Num momento em que o mundo se preocupa com uma crise alimentar global e protestos já explodem em lugares pobres, uma personalidade mundial pode se gabar de ter alertado há mais de um ano que isso ocorreria -- Fidel Castro. O ex-presidente cubano não aparece em público desde a cirurgia intestinal de julho de 2006, mas desde março de 2007 escreve regularmente artigos para o jornal Granma. Já na estréia, atacou a aliança entre Brasil e Estados Unidos para a produção de etanol, dizendo que o interesse norte-americano pelos biocombustíveis estava elevando o preço dos alimentos e ameaçando provocar uma onda global de fome.

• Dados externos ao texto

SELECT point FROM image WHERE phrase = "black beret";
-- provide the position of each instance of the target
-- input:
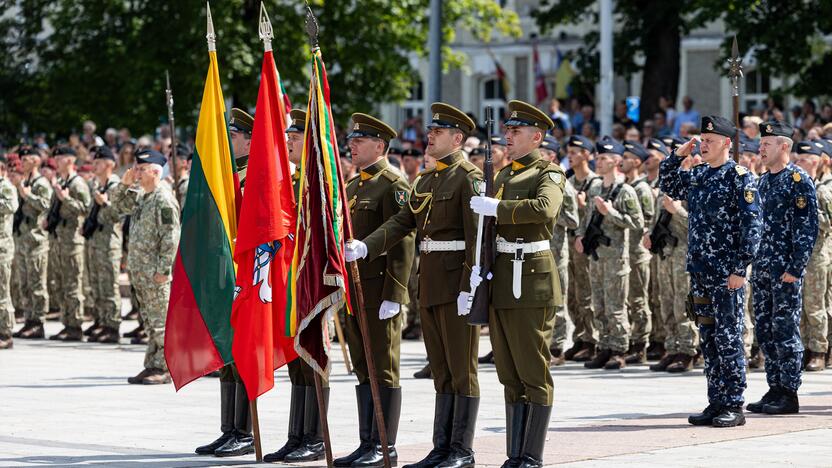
(610, 146)
(412, 152)
(658, 145)
(750, 146)
(813, 147)
(298, 121)
(719, 125)
(637, 149)
(103, 152)
(776, 128)
(148, 156)
(550, 143)
(64, 151)
(582, 142)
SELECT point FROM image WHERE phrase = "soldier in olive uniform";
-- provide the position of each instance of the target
(638, 307)
(305, 438)
(580, 151)
(559, 245)
(154, 238)
(32, 244)
(8, 206)
(235, 415)
(617, 204)
(71, 201)
(446, 228)
(102, 229)
(376, 194)
(528, 201)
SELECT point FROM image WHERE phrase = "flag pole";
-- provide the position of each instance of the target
(312, 30)
(340, 333)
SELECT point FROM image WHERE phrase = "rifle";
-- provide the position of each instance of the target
(594, 235)
(486, 248)
(661, 236)
(169, 101)
(735, 73)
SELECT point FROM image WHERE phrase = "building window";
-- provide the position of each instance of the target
(493, 94)
(757, 86)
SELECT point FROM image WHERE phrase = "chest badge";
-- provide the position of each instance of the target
(401, 197)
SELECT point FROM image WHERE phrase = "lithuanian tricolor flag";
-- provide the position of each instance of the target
(198, 332)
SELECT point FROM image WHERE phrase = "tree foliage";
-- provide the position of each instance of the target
(69, 60)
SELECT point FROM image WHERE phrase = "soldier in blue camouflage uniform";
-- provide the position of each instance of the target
(723, 236)
(790, 229)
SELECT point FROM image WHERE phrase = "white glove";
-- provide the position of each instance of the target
(476, 278)
(388, 310)
(355, 250)
(484, 205)
(462, 304)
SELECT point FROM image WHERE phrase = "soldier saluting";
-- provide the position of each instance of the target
(528, 201)
(438, 209)
(723, 237)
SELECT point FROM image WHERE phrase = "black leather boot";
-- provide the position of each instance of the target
(243, 441)
(227, 396)
(364, 398)
(312, 447)
(787, 403)
(706, 417)
(537, 427)
(729, 417)
(295, 426)
(515, 427)
(462, 435)
(443, 414)
(391, 407)
(770, 396)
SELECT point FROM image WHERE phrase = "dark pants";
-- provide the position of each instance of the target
(777, 308)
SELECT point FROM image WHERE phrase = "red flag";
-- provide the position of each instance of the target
(265, 243)
(540, 91)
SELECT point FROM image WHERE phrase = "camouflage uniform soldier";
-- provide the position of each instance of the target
(618, 206)
(8, 206)
(102, 229)
(790, 229)
(32, 244)
(559, 245)
(69, 205)
(154, 237)
(580, 151)
(673, 283)
(723, 236)
(637, 305)
(814, 320)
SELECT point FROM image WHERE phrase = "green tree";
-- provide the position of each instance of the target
(788, 37)
(70, 60)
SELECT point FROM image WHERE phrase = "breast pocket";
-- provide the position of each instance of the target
(444, 205)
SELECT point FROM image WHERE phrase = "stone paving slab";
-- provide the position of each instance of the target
(68, 404)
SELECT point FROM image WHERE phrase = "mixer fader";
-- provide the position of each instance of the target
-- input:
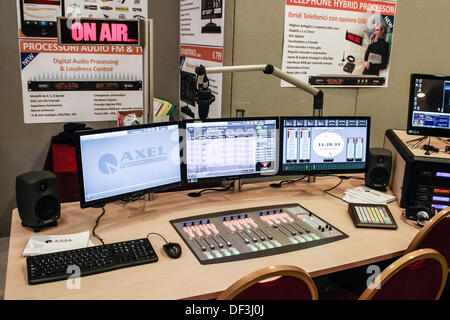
(254, 232)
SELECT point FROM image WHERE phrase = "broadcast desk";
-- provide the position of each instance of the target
(185, 277)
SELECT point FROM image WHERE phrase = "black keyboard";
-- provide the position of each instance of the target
(91, 260)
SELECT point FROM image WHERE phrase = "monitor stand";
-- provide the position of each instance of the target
(237, 185)
(211, 27)
(149, 197)
(419, 141)
(187, 111)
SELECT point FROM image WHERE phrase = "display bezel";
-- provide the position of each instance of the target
(230, 177)
(136, 193)
(423, 131)
(284, 172)
(31, 30)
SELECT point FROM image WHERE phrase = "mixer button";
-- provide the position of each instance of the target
(268, 245)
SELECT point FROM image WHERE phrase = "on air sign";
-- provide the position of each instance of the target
(99, 31)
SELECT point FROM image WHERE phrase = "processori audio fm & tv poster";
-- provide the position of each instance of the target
(65, 83)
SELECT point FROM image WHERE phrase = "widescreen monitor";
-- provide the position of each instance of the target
(324, 145)
(221, 149)
(429, 105)
(125, 162)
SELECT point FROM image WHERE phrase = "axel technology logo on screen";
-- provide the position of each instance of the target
(109, 163)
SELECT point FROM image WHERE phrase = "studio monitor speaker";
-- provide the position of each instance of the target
(379, 165)
(38, 200)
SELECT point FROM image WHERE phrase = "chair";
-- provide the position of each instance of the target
(434, 235)
(418, 275)
(292, 283)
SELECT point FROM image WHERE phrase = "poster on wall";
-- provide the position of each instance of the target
(338, 43)
(202, 22)
(79, 83)
(82, 82)
(109, 9)
(190, 58)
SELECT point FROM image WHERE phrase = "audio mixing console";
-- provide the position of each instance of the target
(254, 232)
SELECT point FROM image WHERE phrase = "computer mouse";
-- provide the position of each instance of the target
(172, 249)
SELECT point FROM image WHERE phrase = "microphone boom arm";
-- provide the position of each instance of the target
(268, 69)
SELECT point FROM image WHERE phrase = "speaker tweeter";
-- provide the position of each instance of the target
(378, 168)
(38, 199)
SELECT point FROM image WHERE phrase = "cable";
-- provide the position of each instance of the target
(96, 224)
(279, 184)
(342, 179)
(157, 235)
(198, 194)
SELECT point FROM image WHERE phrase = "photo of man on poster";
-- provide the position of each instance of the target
(376, 56)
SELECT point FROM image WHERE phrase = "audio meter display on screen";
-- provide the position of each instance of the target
(324, 144)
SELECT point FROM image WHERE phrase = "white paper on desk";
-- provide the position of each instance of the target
(352, 199)
(54, 243)
(368, 195)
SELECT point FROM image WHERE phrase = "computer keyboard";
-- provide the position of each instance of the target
(91, 260)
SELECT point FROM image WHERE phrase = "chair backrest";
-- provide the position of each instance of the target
(434, 235)
(292, 283)
(418, 275)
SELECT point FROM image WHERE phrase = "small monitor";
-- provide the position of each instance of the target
(323, 145)
(188, 87)
(230, 148)
(124, 162)
(211, 9)
(429, 105)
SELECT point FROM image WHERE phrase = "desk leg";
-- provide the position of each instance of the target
(237, 185)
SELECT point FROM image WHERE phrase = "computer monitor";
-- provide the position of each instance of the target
(211, 9)
(125, 162)
(188, 87)
(429, 105)
(324, 145)
(230, 148)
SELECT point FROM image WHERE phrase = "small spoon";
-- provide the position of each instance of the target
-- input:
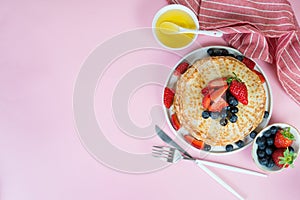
(171, 28)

"Mais de 3 bilhões de pessoas no mundo estão sendo condenadas a uma morte prematura de fome e sede", escreveu Fidel naquele artigo. "Não é exagero, e sim uma cifra conservadora", disse ele, para quem a idéia de transformar alimentos em combustíveis parecia "sinistra". Nas últimas semanas, houve distúrbios por causa dos preços dos alimentos em vários lugares da África, na Indonésia e no Haiti, onde o governo caiu. Para manter seus estoques, países produtores restringiram as exportações, e diante do pânico global a respeito do preço do arroz até algumas redes de supermercados dos EUA limitaram a venda do produto.
Especialistas atribuem o encarecimento dos alimentos à produção de biocombustíveis, mas também a fatores climáticos, à baixa dos estoques, à demanda asiática e a especulações no mercado. De acordo com a FAO (órgão da ONU para alimentação e agricultura), 37 países podem enfrentar crises alimentares. Os preços de produtos básicos como milho, trigo, soja, leite em pó e arroz em alguns casos mais do que duplicaram desde que Fidel escreveu seu artigo.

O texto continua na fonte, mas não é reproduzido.